05/19/2011 – Defendant’s Motion to Dismiss filed in the Sunset Aviation, Inc. Adversary Proceedings by Bay Jet LLC before Judge Walsh in the District of Delaware. With one exception, this is a motion very similar to that filed in 14 other proceedings seeking to dismiss the complaint under 12(b)(6). This defendant also adds a 12(f) motion to strike stating:

Pursuant to Rule 12(f), “[t]he court may strike from a pleading any insufficient defense or any redundant, immaterial, impertinent, or scandalous matter.” Motions to strike serve “to clean up the pleadings, streamline litigation, and avoid unnecessary forays into immaterial matters.” McInerney v.
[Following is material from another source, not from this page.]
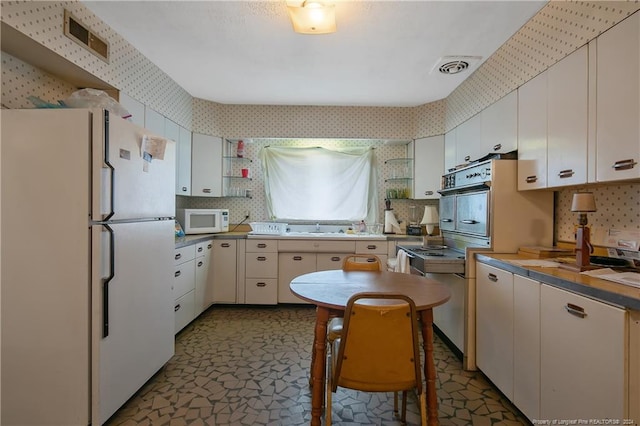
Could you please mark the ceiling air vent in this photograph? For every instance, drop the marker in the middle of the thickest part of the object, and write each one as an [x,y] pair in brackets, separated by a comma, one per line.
[79,33]
[451,65]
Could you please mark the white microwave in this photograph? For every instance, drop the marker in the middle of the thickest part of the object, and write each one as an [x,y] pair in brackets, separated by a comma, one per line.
[203,221]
Moyer Lumber & Hardware, Inc., 244 F. Supp. 2d 393, 402 (E.D. Pa. 2002); see also Sepracor Inc. v. Dey, L.P., 2008 WL 4377570, at *2 (D. Del. Sept. 26, 2008). Although motions to strike are often disfavored, the Trustee’s effort to turn what ought to be a small preference claim into a much larger claim is based solely on a misapplication of applicable law. Correcting that legal problem is exactly the kind of “clean[ing] up the pleadings [and] streamlin[ing] litigation” that is appropriate for the Court to perform at this stage.